Other Potential Problems
 
We find other contexts as well in which Chazal were sensitive to the bein adam le-chaveiro dangers that could arise from the practice of chumra. A trivial example is found in the gemara in Massekhet Sota (21a). The mishna there states that a “foolish pietist” causes destruction of the world. The gemara illustrates the meaning of a foolish pietist by portraying a man who sees a woman drowning in the river but refrains from saving her because it is improper to look at women. This is an obvious example of chumra gone wrong.
 
A more subtle application is found in the Tosefta (Ta'anit 2:12), which states that one is not permitted to afflict himself with excessive fasting, lest he ruin his health and be unable to work, and thus become a burden on the community. We learn from here that chumra is encouraged at the cost of one's own financial resources, but not if it would lead to taxing the resources of others.
 
In fact, from the very beginning of Judaism, we are taught that one should not engage in chumra at the expense of others. Avraham Avinu, after conquering the four kings and thus acquiring all the booty they had taken from the five kings in accordance with contemporary laws of warfare, decided to be machmir:
 
Then the king of Sodom said to Avraham, “Give me the persons, and take the possessions for yourself.” But Avraham said to the king of Sodom, “I swear to the Lord, God Most High, Creator of heaven and earth: I will not take so much as a thread or a sandal strap of what is yours; you shall not say, ‘It is I who made Avraham rich.’ For me, nothing but what my servants have used up; as for the share of the men who went with me—Aner, Eshkol, and Mamre—let them take their share.” (Bereishit 14:21-24)
 
Avraham was stringent and refused to keep the booty of Sodom. But he knew that his chumra would exert social pressure on his gentile allies, who had every right to their share in the spoils of war and would be pressured to give up their shares in order not to appear less upright than Avraham. Avraham was unwilling to exert pressure on others to be stringent if they did not sincerely want to do so of their own volition, and he therefore explicitly stipulated that he was stringent only on his own behalf, but not for others. This established a precedent of pious Jews being machmir at their own expense, but being careful not to thereby cause harm or inconvenience to others. 
 
We have seen several criticisms of the inappropriate practice of chumra. Meiri criticized chumra devoid of halakhic significance or ethical improvement. Shevut Yaakov criticized chumra at the expense of our respect for God, for His mitzvot, or for general Torah principles. And many sources criticized chumra that comes at the expense of others, whether it impinges on their lives, their livelihood, or their feelings. Clearly the practice of chumra, while praiseworthy, requires intelligence and judgment, in order to ensure that its benefit is not outweighed by insensitivity to other Torah values.
 
 

[1] Shabbat 14a, Pesachim 40b, Yevamot 46a, Bava Metzia 92a, Avoda Zara 17a, 58b-59a. A nazir is forbidden by Torah law to consume grapes, and thus must distance himself from the vineyard in order to avoid temptation.

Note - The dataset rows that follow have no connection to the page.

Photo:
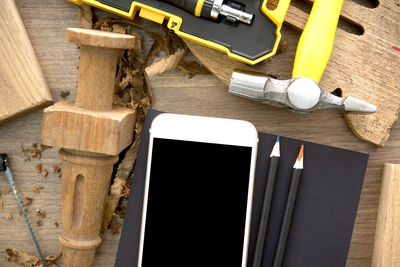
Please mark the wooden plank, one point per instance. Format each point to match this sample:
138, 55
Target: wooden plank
363, 63
22, 84
387, 236
46, 23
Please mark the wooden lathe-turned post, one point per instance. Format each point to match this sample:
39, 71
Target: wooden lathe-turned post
91, 134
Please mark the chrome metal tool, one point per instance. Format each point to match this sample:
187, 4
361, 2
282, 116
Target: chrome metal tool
302, 93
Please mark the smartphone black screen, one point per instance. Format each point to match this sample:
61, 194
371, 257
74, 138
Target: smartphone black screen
196, 208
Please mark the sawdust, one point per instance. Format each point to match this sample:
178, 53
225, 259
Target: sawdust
28, 201
64, 94
26, 260
56, 169
41, 213
37, 189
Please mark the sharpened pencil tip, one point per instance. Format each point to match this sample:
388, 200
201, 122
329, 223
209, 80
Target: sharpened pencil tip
276, 151
299, 161
300, 153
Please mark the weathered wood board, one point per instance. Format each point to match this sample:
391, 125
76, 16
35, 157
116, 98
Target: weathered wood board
387, 235
22, 85
364, 61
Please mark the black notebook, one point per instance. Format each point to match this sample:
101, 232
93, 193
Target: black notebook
325, 210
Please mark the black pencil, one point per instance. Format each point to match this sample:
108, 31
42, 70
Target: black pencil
266, 207
287, 216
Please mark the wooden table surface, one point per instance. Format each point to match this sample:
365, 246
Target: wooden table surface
46, 23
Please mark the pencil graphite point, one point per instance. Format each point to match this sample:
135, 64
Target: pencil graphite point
299, 161
276, 150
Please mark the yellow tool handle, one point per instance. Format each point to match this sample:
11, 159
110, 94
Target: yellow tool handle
316, 42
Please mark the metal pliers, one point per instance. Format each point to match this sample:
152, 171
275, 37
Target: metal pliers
302, 93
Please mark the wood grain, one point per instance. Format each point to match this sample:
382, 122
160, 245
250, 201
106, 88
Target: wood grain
46, 23
91, 132
387, 236
363, 62
22, 85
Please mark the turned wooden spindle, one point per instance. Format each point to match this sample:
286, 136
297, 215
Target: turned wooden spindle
91, 133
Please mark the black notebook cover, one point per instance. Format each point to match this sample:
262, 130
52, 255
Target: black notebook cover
325, 210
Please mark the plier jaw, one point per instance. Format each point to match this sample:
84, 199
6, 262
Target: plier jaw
301, 95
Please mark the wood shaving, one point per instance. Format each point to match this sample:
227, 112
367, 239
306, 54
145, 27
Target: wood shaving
37, 189
41, 213
281, 47
28, 201
44, 172
26, 260
56, 169
38, 168
64, 94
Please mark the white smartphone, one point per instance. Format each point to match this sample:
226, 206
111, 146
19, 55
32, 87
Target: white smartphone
198, 192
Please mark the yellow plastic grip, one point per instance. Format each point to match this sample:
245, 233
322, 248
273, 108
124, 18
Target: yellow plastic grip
278, 14
316, 42
199, 7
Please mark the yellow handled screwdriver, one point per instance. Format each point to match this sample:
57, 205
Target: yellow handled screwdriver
302, 93
213, 9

[2] Commentary to Vayikra 19:2, Vayikra 23:24, Devarim 6:18.
[3] Additionally, it is likely that within these mitzvot, according to Ramban, is included both an absolute obligation to keep the spirit of the law and encouragement to be machmir and live up to more idealized version of the spirit of the law, which the Ramban calls perishut. R. Lichtenstein discusses this issue in Leaves of Faith, vol. 2, pp. 38-52. See also R. Daniel Schreiber’s analysis of this issue in Tradition 44:1 (http://traditionarchive.org/news/_pdfs/0031-0052.pdf ).

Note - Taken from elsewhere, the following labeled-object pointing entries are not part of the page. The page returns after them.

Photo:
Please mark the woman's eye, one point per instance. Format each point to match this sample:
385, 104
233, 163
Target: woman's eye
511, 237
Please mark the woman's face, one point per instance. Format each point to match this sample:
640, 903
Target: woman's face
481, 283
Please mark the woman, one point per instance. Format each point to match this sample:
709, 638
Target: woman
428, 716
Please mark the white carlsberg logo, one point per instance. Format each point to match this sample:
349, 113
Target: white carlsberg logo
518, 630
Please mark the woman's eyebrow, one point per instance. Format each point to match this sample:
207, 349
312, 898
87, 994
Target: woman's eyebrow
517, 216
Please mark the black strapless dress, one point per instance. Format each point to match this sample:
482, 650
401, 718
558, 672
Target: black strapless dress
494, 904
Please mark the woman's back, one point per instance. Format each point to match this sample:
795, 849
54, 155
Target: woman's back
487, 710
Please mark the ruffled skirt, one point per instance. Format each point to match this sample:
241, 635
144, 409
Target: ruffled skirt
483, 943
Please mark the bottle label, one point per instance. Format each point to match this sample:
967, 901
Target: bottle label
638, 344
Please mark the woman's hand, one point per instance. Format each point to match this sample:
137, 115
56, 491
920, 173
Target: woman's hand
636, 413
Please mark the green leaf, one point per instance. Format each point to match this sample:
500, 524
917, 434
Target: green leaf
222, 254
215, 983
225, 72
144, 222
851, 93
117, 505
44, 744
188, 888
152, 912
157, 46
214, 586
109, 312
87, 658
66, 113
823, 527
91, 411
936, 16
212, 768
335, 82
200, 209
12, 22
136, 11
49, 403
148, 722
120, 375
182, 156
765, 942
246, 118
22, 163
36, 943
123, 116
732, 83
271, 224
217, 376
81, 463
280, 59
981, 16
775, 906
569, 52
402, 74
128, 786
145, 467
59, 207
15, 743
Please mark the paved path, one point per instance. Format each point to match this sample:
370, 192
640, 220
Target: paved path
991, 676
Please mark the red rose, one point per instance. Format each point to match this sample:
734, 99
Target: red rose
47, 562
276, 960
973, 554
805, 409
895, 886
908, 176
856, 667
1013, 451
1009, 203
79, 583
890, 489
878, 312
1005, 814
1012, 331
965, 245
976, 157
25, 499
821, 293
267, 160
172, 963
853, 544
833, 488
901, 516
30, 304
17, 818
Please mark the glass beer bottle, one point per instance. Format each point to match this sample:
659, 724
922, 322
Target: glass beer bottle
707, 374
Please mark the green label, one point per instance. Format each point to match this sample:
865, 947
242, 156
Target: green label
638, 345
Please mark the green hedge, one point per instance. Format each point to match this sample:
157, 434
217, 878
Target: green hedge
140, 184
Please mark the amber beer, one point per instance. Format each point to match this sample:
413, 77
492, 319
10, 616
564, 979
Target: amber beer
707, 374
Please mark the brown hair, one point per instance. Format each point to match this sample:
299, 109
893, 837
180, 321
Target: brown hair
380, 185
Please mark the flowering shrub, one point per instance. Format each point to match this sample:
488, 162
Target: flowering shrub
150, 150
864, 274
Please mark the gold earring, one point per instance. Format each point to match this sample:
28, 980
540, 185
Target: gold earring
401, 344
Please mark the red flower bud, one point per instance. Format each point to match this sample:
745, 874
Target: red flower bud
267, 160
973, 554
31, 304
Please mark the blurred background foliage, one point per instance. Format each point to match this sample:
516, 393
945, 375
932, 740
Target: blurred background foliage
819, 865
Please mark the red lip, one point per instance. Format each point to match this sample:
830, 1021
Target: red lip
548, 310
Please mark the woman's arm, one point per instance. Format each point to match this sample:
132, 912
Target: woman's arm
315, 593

[4] It seems from the passage in Massekhet Chullin, however, that every sage is expected to be machmir and avoid doubtful items that were permitted solely by the subjective judgment of the local Rabbi.
[5] Talmud Yerushalmi Berakhot 2:5, Shabbat 1:2.

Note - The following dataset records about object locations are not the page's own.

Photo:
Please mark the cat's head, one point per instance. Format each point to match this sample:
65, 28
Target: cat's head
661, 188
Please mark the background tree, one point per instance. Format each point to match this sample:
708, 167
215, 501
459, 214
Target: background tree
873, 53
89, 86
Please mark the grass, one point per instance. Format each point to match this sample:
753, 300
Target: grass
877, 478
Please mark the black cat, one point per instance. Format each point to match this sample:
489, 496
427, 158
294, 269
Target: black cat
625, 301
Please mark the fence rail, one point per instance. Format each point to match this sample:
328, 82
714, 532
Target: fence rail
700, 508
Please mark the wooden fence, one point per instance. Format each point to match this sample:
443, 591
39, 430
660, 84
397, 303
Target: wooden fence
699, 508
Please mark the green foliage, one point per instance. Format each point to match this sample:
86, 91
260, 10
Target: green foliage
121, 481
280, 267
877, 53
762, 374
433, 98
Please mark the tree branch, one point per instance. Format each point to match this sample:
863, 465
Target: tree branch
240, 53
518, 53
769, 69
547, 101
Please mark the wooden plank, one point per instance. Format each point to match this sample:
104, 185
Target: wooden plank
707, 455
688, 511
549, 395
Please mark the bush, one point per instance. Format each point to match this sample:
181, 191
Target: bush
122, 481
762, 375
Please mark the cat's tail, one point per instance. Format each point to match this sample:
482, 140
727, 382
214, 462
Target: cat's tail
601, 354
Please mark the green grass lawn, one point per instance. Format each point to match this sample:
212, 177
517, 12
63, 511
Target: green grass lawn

[6] Beit Ha-Bechira, Bava Kama 87a. He quotes the passage from the Talmud Yerushalmi in the name of the midrash.
[7] Responsa Shevut Yaakov 3:45, quoted in Shaarei Teshuva to Shulchan Arukh, Orach Chaim 639:5.
[8] Mishlei 3:17. See Sukka 32a, Yevamot 15a, Yevamot 87b.
[9] Talmud Yerushalmi, Berakhot 2:5 and Shabbat 1:2. See further in this passage for R. Shmuel bar R. Yitzchak’s defense of his practice.